En la vida es importante actuar con responsabilidad por nuestro propio bien y el de los demás. Actuemos en consecuencia y aprendamos la lección que nos enseña ”El mercader de sal y el asno”, título del relato corto de esta semana.
Érase una vez un mercader que se ganaba la vida comprando sacos de sal a buen precio para luego venderlos en diferentes pueblos de la comarca. El negocio le iba bien, pero de tanto cargar peso empezó a tener fuertes molestias en espalda y en piernas, por lo que se decidió a comprar un asno joven y robusto
El hombre se acercó al puerto, como todos los días, y compró varios sacos de sal marina que ató al lomo de su nuevo compañero de fatigas. Juntos abandonaron la ciudad, tomaron la senda que rodeaba el bosque, y se encontraron con que debían atravesar un río que tenía el fondo empedrado. El asno, torpe por naturaleza y poco acostumbrado a caminar sobre aguas, pisó mal y resbaló. El líquido también traspasó la tela de los sacos y la sal que iba en su interior se disolvió, tiñendo de blanco la corriente. El mercader se echó las manos a la cabeza y empezó a lamentarse.
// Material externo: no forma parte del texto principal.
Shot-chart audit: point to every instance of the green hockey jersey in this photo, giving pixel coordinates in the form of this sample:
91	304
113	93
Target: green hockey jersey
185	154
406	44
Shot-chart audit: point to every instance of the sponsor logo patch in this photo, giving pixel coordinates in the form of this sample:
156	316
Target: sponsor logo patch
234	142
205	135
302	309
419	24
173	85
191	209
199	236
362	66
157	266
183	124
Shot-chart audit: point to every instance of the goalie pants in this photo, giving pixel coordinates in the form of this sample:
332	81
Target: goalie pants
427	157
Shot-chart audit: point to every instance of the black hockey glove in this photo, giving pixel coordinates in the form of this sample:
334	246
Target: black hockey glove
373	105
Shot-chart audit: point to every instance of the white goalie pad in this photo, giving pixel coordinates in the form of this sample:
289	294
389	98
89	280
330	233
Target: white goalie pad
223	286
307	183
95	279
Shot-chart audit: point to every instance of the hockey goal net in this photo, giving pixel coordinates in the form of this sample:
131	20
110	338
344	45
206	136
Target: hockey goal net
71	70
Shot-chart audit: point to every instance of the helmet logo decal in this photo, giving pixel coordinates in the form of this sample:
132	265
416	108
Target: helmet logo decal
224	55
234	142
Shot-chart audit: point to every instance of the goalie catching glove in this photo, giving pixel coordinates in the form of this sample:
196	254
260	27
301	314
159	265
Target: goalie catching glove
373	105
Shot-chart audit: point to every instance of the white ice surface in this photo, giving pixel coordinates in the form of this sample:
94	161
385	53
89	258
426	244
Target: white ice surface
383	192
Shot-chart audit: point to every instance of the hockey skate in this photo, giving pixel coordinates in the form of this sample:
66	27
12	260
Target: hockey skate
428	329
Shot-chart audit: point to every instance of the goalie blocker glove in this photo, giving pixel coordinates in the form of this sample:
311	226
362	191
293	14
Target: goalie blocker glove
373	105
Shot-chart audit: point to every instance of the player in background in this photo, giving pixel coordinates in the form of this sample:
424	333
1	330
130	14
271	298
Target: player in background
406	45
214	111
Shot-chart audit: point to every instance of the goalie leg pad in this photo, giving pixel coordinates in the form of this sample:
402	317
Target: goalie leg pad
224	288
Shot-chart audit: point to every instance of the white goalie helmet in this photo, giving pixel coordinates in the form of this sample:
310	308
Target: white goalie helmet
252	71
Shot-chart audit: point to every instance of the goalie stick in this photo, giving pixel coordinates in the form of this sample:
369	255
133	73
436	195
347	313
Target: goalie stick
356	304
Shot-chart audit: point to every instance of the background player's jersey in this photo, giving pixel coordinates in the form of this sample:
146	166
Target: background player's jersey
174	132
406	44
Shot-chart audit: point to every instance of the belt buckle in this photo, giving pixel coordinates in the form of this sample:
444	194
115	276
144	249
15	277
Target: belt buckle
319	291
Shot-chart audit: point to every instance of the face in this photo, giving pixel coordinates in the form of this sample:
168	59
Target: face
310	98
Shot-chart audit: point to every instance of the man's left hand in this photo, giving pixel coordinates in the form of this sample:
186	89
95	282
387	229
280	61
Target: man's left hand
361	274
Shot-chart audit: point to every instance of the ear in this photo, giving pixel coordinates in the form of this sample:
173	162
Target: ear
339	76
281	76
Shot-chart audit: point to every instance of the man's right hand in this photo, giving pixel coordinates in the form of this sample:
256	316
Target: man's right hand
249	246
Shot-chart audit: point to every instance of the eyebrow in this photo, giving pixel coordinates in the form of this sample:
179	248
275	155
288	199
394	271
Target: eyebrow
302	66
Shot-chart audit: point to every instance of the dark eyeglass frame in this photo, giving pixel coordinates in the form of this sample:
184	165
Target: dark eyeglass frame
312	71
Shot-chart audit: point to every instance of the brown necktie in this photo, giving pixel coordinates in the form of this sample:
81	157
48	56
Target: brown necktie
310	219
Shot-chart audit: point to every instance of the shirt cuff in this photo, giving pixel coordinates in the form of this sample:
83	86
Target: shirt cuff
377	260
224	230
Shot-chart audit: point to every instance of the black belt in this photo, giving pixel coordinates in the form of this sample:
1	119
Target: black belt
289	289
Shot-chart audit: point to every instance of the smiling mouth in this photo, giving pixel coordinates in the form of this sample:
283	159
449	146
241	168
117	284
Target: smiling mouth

Por el contrario, el asno, al verse liberado de la pesada carga, notó que sus músculos se relajaban y salió del río sintiéndose ligero como una gacela.
Durante un par de minutos el comerciante calibró la situación y finalmente determinó volver a la ciudad a por más sal. Dieron la vuelta y repitieron el proceso. Solo existía un camino posible, así que no les quedó otra que ir por la misma senda hasta el mismo punto del río. El asno, cansado de soportar el peso de sal, dedujo que se le presentaba una oportunidad de oro. Si el resbalón había funcionado en una ocasión, ¿por qué no hacerlo de nuevo, esta vez a propósito?
El animal fingió que tropezaba con una roca del fondo y se dejó caer haciendo todo tipo de aspavientos. Respiró aliviado cuando en cuestión de segundos, la sal volvió a diluirse en el agua. Una vez que se incorporó y salió del río, buscó la mirada de su amo y puso cara de pena, como si sintiera profundamente lo sucedido, aunque en el fondo se sentía feliz. Pero no contaba con que el mercader se había dado cuenta de la jugarreta y pensó en darle un escarmiento.
Sin decir nada tiró de la cuerda y se lo llevó a la ciudad. A diferencia de las dos veces anteriores no fue al puesto de sal, sino a un establecimiento donde vendían esponjas. Las compró todas y las metió en los sacos que volvió a amarrar al asno. Aunque las esponjas no eran tan pesadas como la sal al borrico no le gustaba tener que cargar con ellas, así que al llegar al río sintió el impulso de volver a engañar a su amo. Se metió en el agua y simuló otro fatídico tropiezo. Para su desgracia, las esponjas se llenaron de agua, su peso se multiplicó por veinte, y el animal empezó a hundirse sin remedio.
El burro empezó a agitar las cuatro patas desesperadamente en un último intento por salir a flote. Y cuando, exhausto, iba a rendirse, resignado a su suerte, el hombre se apiadó de él y acudió a su rescate.
Tardó unos minutos en recuperarse, tras los cuales se quejó amargamente a su dueño:
—Estos sacos pesan mucho más que los de sal! ¡He estado a punto de morir!
El amo, entonces, estalló en cólera:
—¡Eso te pasa por traicionarme! ¡Espero que hayas aprendido la lección y a partir de ahora cumplas con tu deber al igual que yo cumplo con el mío!
El burro bajó la cabeza avergonzado, tuvo que admitir que había jugado sucio y prometió no volver a hacerlo.
Moraleja: En la vida todos tenemos derechos, pero también obligaciones que debemos cumplir. Derechos y deberos, ambos fundamentales para poder crecer como personas y avanzar como sociedad.